“乔如澜,山西代县人氏,因母病重无钱医治,愿自卖其身予高家,一世为奴。卖身纹银三百两,立此据照,永不反悔。”
静静地听中介人读完契约,如澜缓缓伸出右手沾上鲜红的印泥,半晌,才颤抖着在契约的右下角按下拇指。她终于把自己卖了,
从此以后,她不再是自由身;从此以后,她要一世为奴,永不得翻身。
冬末,寒风刺骨,刮得人脸皮生疼去,乔如澜腮边几缕散乱的发丝在寒风中飘晃,似是张牙舞爪的妖物。叔父站在身旁,正小心
翼翼地把手上的银子贴身收好。那银子,正是乔如澜刚刚在卖身契上画押换来的钱。

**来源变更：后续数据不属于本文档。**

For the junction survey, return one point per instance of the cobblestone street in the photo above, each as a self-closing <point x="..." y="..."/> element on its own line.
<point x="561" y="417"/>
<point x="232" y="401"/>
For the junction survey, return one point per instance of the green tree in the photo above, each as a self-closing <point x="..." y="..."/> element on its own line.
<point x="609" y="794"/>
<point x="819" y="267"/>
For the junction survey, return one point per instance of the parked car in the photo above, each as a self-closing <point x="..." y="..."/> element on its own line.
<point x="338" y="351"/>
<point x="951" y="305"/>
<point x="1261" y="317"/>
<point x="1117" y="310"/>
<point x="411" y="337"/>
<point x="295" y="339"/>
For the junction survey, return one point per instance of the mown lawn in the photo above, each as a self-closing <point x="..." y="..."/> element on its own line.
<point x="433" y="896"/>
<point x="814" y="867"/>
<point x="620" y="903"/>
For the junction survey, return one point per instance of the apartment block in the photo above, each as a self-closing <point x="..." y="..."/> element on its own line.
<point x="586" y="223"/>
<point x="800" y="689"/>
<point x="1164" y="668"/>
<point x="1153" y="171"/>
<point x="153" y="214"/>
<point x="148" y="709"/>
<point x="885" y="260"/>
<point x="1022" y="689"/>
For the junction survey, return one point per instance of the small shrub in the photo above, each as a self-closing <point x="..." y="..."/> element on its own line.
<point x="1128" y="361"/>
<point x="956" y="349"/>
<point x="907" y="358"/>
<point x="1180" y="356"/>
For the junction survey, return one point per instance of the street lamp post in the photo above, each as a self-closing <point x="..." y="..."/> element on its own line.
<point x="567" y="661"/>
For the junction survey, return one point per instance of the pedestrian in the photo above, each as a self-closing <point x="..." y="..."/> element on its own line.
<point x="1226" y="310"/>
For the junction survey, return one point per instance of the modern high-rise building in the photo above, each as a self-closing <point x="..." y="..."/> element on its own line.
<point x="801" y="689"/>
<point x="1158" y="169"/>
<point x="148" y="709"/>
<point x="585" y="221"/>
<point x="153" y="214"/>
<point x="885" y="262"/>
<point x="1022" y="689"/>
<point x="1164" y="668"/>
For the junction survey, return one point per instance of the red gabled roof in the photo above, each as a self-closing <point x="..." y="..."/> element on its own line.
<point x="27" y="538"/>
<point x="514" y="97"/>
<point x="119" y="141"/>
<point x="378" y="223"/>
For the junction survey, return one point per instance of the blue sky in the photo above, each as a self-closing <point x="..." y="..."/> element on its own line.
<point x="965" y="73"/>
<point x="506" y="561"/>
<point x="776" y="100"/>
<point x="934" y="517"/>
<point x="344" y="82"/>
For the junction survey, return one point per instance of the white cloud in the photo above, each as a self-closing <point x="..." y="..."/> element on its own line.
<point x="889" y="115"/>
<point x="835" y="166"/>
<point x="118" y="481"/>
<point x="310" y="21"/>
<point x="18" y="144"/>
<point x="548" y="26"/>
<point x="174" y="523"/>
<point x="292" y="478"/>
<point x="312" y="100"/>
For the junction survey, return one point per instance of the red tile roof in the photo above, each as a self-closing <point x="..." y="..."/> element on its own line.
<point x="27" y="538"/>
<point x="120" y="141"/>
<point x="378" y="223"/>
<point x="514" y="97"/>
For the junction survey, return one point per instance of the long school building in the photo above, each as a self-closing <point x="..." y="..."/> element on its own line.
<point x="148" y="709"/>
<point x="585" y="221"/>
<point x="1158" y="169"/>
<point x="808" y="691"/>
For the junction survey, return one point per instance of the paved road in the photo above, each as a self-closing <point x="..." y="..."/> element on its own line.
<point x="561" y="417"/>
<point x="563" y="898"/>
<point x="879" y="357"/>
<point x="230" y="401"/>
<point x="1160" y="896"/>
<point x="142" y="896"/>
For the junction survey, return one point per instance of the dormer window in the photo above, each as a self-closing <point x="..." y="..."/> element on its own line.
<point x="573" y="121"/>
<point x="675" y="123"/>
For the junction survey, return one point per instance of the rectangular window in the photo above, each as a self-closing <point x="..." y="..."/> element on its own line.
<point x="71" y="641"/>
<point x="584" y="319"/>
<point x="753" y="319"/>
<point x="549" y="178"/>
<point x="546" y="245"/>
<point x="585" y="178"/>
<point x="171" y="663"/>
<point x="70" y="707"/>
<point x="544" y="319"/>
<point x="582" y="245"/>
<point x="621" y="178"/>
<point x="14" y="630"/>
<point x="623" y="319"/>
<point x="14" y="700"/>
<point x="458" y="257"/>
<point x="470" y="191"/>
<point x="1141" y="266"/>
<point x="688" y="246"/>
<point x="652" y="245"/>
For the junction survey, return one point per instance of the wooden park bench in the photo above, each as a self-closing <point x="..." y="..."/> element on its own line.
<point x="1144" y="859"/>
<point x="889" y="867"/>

她卖了自己,卖给几百里外高家为奴。她只有把
自己卖了才能换来银子,她不能眼睁睁看着娘病重不治。这,也是目前唯一能解决困境的办法。
叔父是如澜让跟着来的,他是自己唯一信得过的人,自己走后娘还指望他来照顾呢。
如澜也是叔父从小看大,在心里早和亲闺女一般,若不是真的没法子也不会让她卖身给别人当奴婢。如今见她就要远离家乡,难免
心酸,一阵唏嘘后不禁嘱咐一番。
“丫头,到了主家要机灵些,不可得罪人。”
“我晓得。”如澜眼泪汪汪地应他。
“叔会寻最好的大夫给你娘医治,你莫要挂记。”
“晓得了。”
“没亲人在身旁,要照顾”
“得!得!还说个没完了?不舍得就别卖了!”随着一个粗暴的声音响起,马车上跳下一个粗壮的汉子,大步走到如澜身边拉
住她胳膊就走。如澜给他那铁钳似的手掌抓得生疼,叫喊起来。叔父冲到那汉子跟前说“兄弟,她还是个孩子,你别这样!”

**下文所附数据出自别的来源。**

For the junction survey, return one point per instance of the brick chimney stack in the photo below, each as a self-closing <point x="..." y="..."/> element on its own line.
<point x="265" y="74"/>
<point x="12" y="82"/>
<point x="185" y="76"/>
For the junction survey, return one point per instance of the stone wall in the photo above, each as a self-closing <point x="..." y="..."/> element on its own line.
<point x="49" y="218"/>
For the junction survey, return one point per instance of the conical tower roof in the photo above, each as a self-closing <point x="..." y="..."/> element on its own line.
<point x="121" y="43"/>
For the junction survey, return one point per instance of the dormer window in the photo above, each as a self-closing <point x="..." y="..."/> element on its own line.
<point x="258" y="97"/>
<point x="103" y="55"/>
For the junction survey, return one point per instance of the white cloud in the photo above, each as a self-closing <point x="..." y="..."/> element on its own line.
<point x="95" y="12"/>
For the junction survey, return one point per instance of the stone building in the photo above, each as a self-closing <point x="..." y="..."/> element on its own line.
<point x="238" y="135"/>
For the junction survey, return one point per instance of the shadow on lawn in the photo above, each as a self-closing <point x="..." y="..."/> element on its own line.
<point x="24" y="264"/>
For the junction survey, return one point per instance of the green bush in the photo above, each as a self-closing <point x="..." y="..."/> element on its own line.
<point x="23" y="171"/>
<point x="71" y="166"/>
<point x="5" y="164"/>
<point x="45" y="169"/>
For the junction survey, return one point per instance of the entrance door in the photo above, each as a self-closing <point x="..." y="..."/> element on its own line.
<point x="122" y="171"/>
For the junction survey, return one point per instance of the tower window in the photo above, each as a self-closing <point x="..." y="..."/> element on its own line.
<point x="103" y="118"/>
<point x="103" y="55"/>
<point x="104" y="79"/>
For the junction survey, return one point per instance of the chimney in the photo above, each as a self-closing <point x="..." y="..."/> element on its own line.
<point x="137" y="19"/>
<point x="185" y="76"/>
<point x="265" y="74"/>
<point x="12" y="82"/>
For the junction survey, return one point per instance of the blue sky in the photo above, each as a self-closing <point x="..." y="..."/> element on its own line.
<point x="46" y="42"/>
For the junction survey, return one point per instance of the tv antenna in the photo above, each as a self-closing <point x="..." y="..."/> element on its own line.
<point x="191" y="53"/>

“哼!心疼了?回头有她受的,她可是卖给高家当丫环的,你以为过去享福?”那人毫不客气地顶了叔父。
“都是父母生养,往后您多点照应吧!”叔父低声下气求他。
“哪个不是父母生的?哪个是石头里蹦出来的?能卖给高家算你命好了,现在闹灾荒,到处都是卖儿卖女的,你能卖这个价钱就
知足了吧!”
那汉子说着一把扯起如澜就把她推进马车里,又转过头对跟在身后的叔父说“你这人,都卖了才知道心疼,若不是我们管家看你
闺女模样长得还不错,就你这价钱,看都不看一眼,得了,银子也拿了,赶紧走吧!”
说完跳上马车,“驾!”一声大喝,马鞭挥出,马车便疾驶而去,车轮所经之处,沙土滚滚,扬起漫天尘雾。
乔如澜初次乘坐马车,给颠得头晕脑胀。也不知过了不知多久终于慢慢适应,这才发现狭窄的马车里竟坐着五六个女孩子,年纪
与她相仿,个个都是面黄肌瘦,衣着破旧。想必她们也和她一样,生活在穷苦家庭,被高家从父母或是亲人手里买来当丫环。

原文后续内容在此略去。